The paper shared the most on social media this week is "Generative Minimization Networks: Training GANs Without Competition" by Paulina Grnarova et al (Mar 2021) with 239 shares. @jm_alexia (Alexia Jolicoeur-Martineau) tweeted "Really cool paper to train adversarial games in a very stable non-adversarial way. Sadly, the computational cost is extremely high (2*k=20 times more gradient evaluations than a GAN with D_steps=1). Hopefully, this will be made more scalable in the future. This has potential".
This week was active for "Computer Science - Multiagent Systems", with 27 new papers.
The paper discussed most in the news over the past week was "The AI Arena: A Framework for Distributed Multi-Agent Reinforcement Learning" by Edward W. Staley et al (Mar 2021), which was referenced 1 time, including in the article Weekly review of Reinforcement Learning papers #1 in Medium.com. The paper got social media traction with 9 shares. A user, @gastronomy, tweeted "> Advances in reinforcement learning (RL) have resulted in recent breakthroughs in the application of artificial intelligence (AI) acros".
Over the past week, 20 new papers were published in "Computer Science - Neural and Evolutionary Computing".
The paper discussed most in the news over the past week was "Combinatorial optimization and reasoning with graph neural networks" by Quentin Cappart et al (Feb 2021), which was referenced 1 time, including in the article Distribution-Free Graph Kernels and Spatial Graph Neural Networks in Medium.com. The paper got social media traction with 126 shares. On Twitter, @y0b1byte commented "Section 3.3 is 🔥🔥🔥. And the whole paper is amazing. I was that excited when I read the original GN paper which sparkled my interest in GNNs", while @rcsaxe observed "Idk how many times I’m going to read this, or how long it’s going to take, but at a first glance it looks like an unparalleled resource on GNNs. Really excited to dig into it!".
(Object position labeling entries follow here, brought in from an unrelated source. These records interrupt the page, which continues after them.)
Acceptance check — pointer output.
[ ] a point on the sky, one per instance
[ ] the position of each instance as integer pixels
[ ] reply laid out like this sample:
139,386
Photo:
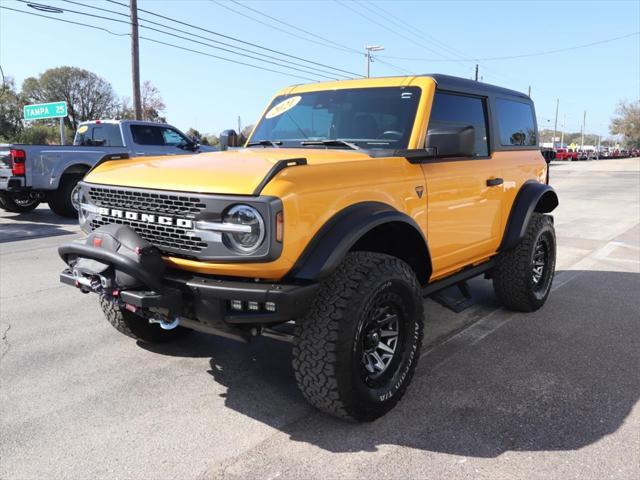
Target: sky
418,37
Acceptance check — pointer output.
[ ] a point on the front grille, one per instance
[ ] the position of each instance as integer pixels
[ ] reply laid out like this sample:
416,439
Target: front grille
147,202
159,235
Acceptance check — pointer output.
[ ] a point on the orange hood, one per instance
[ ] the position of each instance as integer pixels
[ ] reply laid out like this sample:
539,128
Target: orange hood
235,172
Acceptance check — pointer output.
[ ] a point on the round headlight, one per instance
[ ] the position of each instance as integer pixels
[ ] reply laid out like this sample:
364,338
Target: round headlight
247,240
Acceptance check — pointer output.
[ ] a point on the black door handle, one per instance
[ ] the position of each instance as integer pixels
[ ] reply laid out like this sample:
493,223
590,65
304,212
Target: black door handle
494,182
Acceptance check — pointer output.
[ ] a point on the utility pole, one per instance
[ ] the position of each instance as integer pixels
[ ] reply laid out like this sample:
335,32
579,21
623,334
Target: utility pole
368,49
584,120
555,125
135,60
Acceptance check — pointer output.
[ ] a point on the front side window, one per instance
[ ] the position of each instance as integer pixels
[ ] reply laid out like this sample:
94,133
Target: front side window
367,117
516,124
459,111
98,135
157,135
107,135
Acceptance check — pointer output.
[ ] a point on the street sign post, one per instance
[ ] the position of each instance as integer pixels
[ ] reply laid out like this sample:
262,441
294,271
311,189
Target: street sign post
47,110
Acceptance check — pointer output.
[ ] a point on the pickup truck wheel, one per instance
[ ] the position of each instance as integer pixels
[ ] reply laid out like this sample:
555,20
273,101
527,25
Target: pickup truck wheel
63,201
522,279
358,346
137,327
18,203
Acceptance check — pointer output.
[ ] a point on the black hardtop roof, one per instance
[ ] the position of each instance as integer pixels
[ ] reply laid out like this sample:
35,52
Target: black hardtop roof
465,85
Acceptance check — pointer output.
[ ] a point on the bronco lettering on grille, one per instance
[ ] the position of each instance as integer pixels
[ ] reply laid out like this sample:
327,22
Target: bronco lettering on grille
146,217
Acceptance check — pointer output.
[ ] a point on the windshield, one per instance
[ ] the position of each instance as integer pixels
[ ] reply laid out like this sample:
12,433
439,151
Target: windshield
365,117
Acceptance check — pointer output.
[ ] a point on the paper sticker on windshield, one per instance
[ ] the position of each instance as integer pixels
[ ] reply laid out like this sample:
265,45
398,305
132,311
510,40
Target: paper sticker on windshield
283,106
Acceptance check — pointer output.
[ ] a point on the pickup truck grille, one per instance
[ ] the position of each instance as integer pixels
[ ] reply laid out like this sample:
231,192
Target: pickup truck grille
141,201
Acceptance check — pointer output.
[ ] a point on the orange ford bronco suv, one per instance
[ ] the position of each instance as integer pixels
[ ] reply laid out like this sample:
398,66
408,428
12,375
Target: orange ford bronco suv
350,202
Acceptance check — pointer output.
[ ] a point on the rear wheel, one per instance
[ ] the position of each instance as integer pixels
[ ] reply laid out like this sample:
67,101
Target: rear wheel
137,327
357,348
18,202
64,201
522,280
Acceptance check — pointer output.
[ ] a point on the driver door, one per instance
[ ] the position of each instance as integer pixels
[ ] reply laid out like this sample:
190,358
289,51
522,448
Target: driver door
464,195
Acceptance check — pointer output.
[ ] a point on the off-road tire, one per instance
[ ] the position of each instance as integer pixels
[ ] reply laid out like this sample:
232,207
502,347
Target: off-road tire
512,278
327,362
8,204
137,327
60,201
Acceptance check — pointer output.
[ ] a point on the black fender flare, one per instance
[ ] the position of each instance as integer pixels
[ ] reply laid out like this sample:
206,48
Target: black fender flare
340,233
532,197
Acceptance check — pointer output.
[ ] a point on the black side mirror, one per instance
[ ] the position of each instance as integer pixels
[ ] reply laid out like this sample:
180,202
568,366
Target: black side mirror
228,138
548,154
452,141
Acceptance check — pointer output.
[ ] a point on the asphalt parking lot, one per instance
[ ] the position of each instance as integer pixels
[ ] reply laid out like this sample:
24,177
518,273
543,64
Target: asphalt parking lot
553,394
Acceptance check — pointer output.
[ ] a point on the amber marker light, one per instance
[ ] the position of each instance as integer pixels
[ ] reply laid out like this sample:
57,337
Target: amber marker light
279,227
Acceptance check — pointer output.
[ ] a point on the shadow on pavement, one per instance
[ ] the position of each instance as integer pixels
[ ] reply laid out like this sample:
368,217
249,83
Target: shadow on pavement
29,231
39,223
558,379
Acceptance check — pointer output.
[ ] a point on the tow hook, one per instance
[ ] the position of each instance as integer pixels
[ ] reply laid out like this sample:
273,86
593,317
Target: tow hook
164,324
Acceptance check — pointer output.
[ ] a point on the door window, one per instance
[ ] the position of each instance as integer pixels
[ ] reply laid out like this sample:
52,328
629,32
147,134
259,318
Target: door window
516,124
459,111
157,135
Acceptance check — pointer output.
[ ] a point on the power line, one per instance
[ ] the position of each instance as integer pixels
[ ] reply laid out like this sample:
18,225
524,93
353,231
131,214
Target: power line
228,37
235,47
526,55
206,38
328,42
276,63
222,58
161,42
390,17
95,27
324,41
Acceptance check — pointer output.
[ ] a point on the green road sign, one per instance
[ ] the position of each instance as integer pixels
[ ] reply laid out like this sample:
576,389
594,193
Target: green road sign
45,110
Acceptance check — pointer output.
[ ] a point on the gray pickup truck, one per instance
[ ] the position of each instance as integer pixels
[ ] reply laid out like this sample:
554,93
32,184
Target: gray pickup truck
31,174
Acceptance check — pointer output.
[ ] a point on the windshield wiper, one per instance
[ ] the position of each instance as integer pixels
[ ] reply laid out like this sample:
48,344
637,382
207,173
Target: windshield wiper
265,143
333,142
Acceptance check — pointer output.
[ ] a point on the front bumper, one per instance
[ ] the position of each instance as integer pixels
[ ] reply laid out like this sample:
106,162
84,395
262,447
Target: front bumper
208,299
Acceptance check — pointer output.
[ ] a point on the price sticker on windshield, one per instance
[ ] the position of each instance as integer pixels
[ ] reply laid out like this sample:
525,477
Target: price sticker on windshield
283,106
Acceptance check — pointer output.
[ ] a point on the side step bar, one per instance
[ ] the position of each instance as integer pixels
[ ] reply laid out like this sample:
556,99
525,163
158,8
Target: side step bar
457,278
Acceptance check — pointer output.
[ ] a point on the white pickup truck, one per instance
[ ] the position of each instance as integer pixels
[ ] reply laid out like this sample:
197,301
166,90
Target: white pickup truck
31,174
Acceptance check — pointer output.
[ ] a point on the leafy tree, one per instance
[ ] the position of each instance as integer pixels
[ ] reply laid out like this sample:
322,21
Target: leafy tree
210,139
123,110
152,104
627,123
202,138
193,133
244,134
88,95
10,111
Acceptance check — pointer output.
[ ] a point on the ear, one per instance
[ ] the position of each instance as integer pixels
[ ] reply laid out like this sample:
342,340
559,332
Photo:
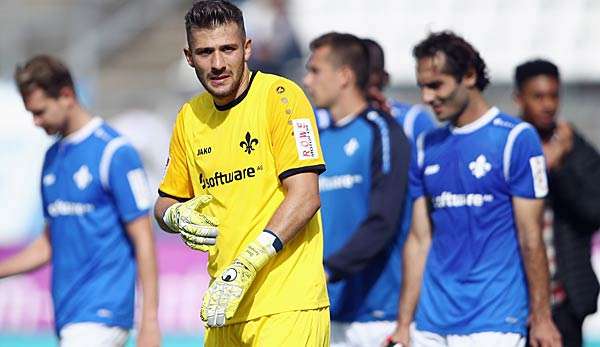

This week was extremely active for "Computer Science - Robotics", with 137 new papers.
The paper discussed most in the news over the past week was by a team at DeepMind: "Manipulator-Independent Representations for Visual Imitation" by Yuxiang Zhou et al (Mar 2021), which was referenced 2 times, including in the article DeepMind Proposes Manipulation-Independent Representations for Imitation of Behaviours Demonstrated by Previously Unseen Manipulator Morphologies in SyncedReview.com. The paper got social media traction with 6 shares. The investigators explore the possibility of third - person visual imitation of manipulation trajectories, only from vision and without access to actions, demonstrated by embodiments different to the ones of their imitating agent.
Leading researcher Ruslan Salakhutdinov (Carnegie Mellon University) came out with "Replacing Rewards with Examples: Example-Based Policy Search via Recursive Classification" @neuroecology tweeted "Learning directly from examples (RL without reward) "In contrast to standard RL, which uses reward functions, we aim to learn a policy that reaches states that are likely to solve the task"".